Phosphates are naturally occurring minerals that can come from fertilizers, lawn sprays dying plants, mineral treatment chemicals, bird droppings, groundwater runoff and even dead skin cells (so, they can come from a whole list of places.)

They cause trouble in pool water sometimes because they act like food for algae, which, if left untreated, can create a big algae problem.  Now, there happens to be a debate out there in the cyberspace pool community as to whether or not phosphates are that big of a problem, and if they are a problem, what is the level that they become a problem at.  Is is 100 ppb (parts per billion) or is 1000 ppb?  Well, my feeling is if you are having a hard time keeping your chlorine levels up and your phosphate levels are on the high side, you should try a phosphate remover.  Using a weekly dose of phosphate remover, along with maintaining your chlorine levels and keeping the rest of your water in balance will probably be cheaper in the long run than having to try and clean up a huge algae problem.

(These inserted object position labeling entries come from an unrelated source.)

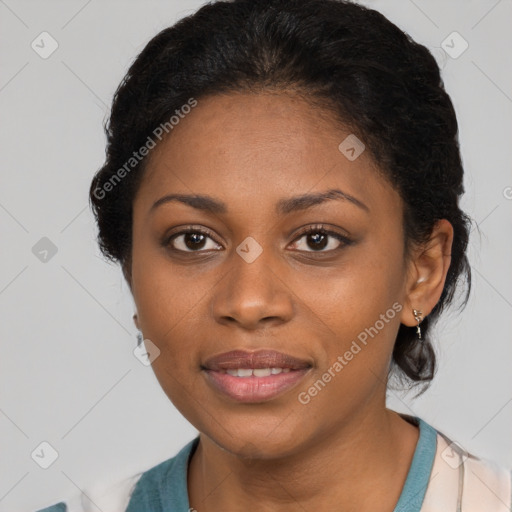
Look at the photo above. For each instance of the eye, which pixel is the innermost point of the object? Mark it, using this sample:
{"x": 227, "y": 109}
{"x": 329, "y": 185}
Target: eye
{"x": 192, "y": 240}
{"x": 319, "y": 239}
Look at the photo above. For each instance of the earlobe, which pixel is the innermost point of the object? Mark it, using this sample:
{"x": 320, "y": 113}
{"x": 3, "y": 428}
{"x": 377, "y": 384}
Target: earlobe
{"x": 430, "y": 265}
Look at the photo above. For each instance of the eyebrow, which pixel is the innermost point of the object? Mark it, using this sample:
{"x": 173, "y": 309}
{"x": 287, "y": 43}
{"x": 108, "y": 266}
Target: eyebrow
{"x": 283, "y": 207}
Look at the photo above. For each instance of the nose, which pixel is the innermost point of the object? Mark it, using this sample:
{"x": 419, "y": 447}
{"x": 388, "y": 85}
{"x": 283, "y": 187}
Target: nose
{"x": 253, "y": 295}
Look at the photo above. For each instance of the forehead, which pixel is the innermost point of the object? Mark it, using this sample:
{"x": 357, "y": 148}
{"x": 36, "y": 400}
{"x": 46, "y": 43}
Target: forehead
{"x": 269, "y": 144}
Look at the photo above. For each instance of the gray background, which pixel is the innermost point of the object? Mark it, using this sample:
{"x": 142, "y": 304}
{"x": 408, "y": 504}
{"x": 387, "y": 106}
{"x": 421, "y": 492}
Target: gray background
{"x": 67, "y": 372}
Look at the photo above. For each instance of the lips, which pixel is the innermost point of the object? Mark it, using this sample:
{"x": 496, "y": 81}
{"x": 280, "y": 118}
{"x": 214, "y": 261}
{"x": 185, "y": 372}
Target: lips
{"x": 253, "y": 360}
{"x": 253, "y": 377}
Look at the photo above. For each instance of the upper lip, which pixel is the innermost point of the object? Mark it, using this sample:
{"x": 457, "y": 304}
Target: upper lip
{"x": 258, "y": 359}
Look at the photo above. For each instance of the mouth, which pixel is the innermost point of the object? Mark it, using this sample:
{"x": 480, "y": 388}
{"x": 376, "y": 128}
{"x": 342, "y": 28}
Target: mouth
{"x": 252, "y": 377}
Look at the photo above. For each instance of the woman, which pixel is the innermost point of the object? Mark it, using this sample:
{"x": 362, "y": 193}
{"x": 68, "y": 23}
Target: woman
{"x": 282, "y": 191}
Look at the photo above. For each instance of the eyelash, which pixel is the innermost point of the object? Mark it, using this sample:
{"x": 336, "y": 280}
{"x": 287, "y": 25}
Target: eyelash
{"x": 316, "y": 229}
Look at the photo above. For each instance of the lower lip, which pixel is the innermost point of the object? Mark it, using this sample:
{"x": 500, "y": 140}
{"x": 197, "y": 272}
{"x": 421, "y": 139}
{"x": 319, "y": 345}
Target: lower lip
{"x": 254, "y": 389}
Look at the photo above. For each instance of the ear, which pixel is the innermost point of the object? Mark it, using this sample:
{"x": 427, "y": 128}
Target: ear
{"x": 428, "y": 267}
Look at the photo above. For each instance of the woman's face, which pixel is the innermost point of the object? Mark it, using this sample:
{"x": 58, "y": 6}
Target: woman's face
{"x": 248, "y": 279}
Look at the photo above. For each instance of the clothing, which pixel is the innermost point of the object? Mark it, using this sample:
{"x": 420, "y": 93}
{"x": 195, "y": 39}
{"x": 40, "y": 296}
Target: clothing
{"x": 442, "y": 478}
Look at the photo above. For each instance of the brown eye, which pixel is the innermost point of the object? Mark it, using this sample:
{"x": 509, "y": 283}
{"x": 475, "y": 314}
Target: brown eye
{"x": 320, "y": 240}
{"x": 192, "y": 241}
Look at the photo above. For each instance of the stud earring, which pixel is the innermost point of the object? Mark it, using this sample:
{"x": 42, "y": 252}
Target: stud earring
{"x": 418, "y": 317}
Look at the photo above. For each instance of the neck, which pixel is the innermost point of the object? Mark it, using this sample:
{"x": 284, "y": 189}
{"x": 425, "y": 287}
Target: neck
{"x": 360, "y": 466}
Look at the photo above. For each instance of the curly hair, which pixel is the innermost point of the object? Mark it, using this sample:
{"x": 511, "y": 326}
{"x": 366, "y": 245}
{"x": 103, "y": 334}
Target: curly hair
{"x": 339, "y": 56}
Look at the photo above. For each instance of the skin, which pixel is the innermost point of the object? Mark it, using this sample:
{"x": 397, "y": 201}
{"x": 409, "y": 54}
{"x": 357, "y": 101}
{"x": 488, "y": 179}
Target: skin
{"x": 250, "y": 151}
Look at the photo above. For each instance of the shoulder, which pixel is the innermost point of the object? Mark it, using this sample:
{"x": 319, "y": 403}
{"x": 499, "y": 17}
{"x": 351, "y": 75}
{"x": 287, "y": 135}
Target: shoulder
{"x": 106, "y": 497}
{"x": 141, "y": 489}
{"x": 460, "y": 480}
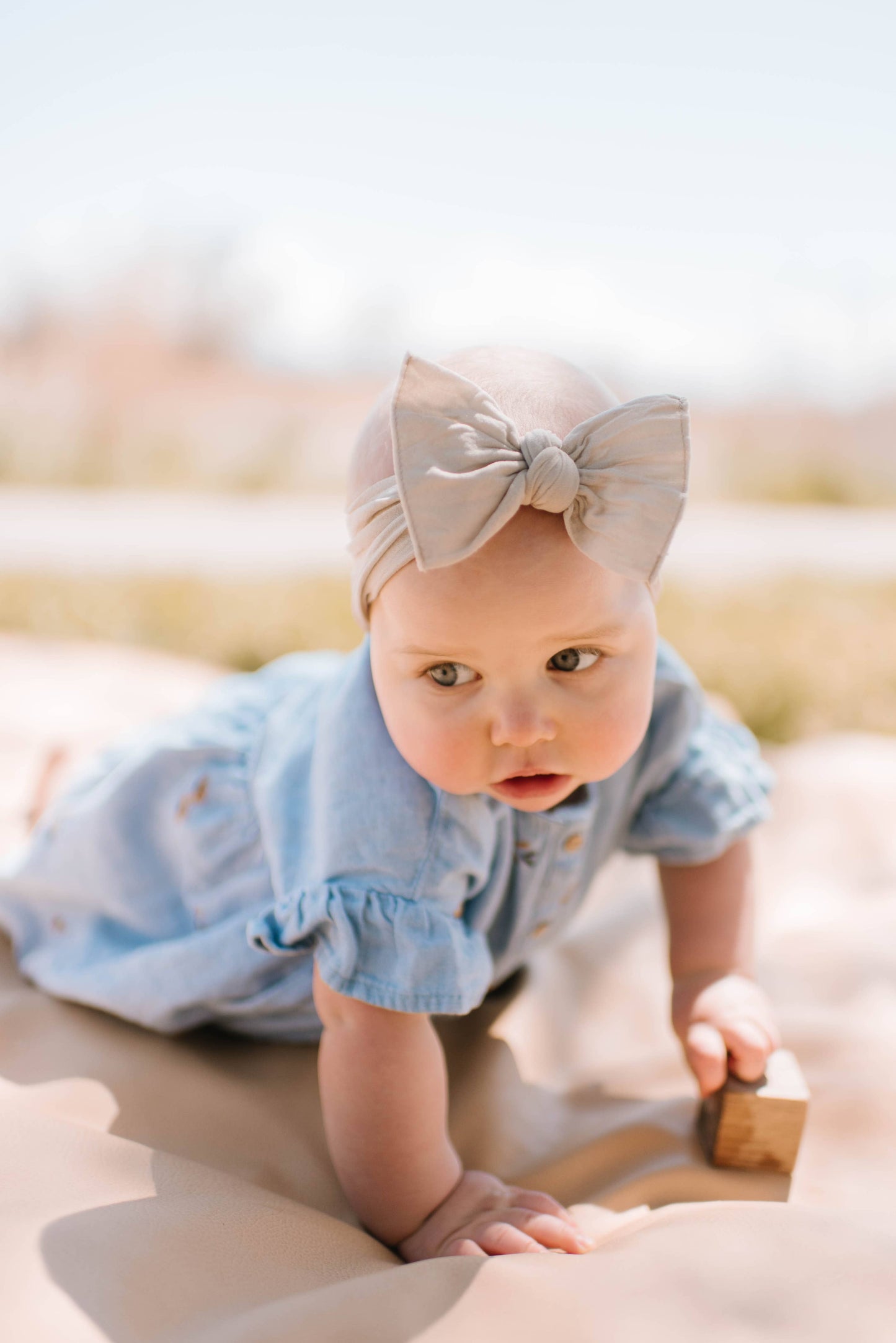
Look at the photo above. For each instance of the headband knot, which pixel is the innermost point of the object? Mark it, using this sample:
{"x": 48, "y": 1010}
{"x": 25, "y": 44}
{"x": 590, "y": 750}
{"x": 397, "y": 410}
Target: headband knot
{"x": 463, "y": 470}
{"x": 552, "y": 477}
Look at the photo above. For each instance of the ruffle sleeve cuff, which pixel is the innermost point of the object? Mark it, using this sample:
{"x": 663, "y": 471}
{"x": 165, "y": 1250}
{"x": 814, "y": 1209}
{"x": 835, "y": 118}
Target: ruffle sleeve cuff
{"x": 407, "y": 955}
{"x": 714, "y": 798}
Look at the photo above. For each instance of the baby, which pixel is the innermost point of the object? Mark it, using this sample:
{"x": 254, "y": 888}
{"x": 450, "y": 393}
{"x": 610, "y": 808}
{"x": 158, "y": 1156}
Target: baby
{"x": 339, "y": 848}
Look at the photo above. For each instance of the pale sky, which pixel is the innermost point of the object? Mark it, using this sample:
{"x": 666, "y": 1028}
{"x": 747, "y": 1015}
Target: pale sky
{"x": 699, "y": 198}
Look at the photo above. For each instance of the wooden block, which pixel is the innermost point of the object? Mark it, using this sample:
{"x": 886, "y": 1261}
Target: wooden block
{"x": 756, "y": 1126}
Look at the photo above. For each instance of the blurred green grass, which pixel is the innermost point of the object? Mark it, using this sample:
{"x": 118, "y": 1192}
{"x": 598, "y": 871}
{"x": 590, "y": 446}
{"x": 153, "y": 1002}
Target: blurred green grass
{"x": 796, "y": 657}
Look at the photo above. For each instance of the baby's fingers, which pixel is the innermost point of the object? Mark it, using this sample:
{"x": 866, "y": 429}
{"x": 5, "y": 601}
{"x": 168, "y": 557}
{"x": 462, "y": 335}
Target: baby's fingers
{"x": 505, "y": 1239}
{"x": 707, "y": 1056}
{"x": 538, "y": 1202}
{"x": 748, "y": 1045}
{"x": 548, "y": 1231}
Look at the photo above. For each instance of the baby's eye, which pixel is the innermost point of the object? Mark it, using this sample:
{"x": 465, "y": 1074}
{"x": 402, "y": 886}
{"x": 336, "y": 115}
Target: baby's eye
{"x": 574, "y": 660}
{"x": 451, "y": 673}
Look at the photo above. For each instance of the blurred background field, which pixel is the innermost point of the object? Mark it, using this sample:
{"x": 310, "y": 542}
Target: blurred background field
{"x": 216, "y": 249}
{"x": 796, "y": 657}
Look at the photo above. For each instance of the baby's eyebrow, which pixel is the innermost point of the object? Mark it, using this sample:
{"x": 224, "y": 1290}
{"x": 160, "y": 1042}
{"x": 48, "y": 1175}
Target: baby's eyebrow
{"x": 605, "y": 631}
{"x": 428, "y": 653}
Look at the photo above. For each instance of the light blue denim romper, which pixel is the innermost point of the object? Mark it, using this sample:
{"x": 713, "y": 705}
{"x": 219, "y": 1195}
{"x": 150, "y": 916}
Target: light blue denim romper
{"x": 195, "y": 871}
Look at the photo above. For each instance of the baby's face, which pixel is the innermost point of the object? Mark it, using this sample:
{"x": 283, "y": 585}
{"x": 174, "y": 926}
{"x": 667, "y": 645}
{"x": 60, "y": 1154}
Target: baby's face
{"x": 521, "y": 672}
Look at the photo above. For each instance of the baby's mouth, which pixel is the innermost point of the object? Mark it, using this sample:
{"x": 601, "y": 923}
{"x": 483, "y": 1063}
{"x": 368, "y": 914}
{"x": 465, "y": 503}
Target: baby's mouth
{"x": 531, "y": 785}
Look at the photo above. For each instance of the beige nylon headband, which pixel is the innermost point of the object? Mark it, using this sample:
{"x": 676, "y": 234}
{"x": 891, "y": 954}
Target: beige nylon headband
{"x": 463, "y": 470}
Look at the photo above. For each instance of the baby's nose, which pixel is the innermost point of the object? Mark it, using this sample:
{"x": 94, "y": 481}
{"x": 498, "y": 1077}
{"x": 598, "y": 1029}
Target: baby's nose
{"x": 521, "y": 726}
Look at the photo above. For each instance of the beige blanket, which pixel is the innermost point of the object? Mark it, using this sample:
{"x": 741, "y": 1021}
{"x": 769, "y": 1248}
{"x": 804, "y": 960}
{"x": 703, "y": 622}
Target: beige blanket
{"x": 180, "y": 1190}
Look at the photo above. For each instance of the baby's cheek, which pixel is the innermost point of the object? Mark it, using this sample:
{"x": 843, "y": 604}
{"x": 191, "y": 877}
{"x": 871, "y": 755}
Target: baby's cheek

Another item to considering the debate about phosphates is our climate.  We live in the desert, and the temperatures reach well into the 100’s and stay that way for weeks at a time and the kids all pile in the pool for hours on end. This is murder on any chlorine residual and makes it hard to keep the levels up, whether you are using a salt chlorine generator or an inline 3-inch tablet feeder, both will be taxed.  When you add phosphates (which are a plant…read algae…nutrient) to a pool that is struggling to keep sanitized, it can make it even harder to keep the chlorine up.  The phosphates then feed any algae problem and make it worse, and then the algae starts to eat even more chlorine.

You can add chemicals to remove some of the phosphates from your water, such as Bio-Dex Phosphate Remover, Bio-Dex Phosphate Remover Plus, or Natural Chemistry Phos Free.  Since the phosphates are what the algae feeds on, removal of the phosphates will remove the algae because it won’t have anything to eat.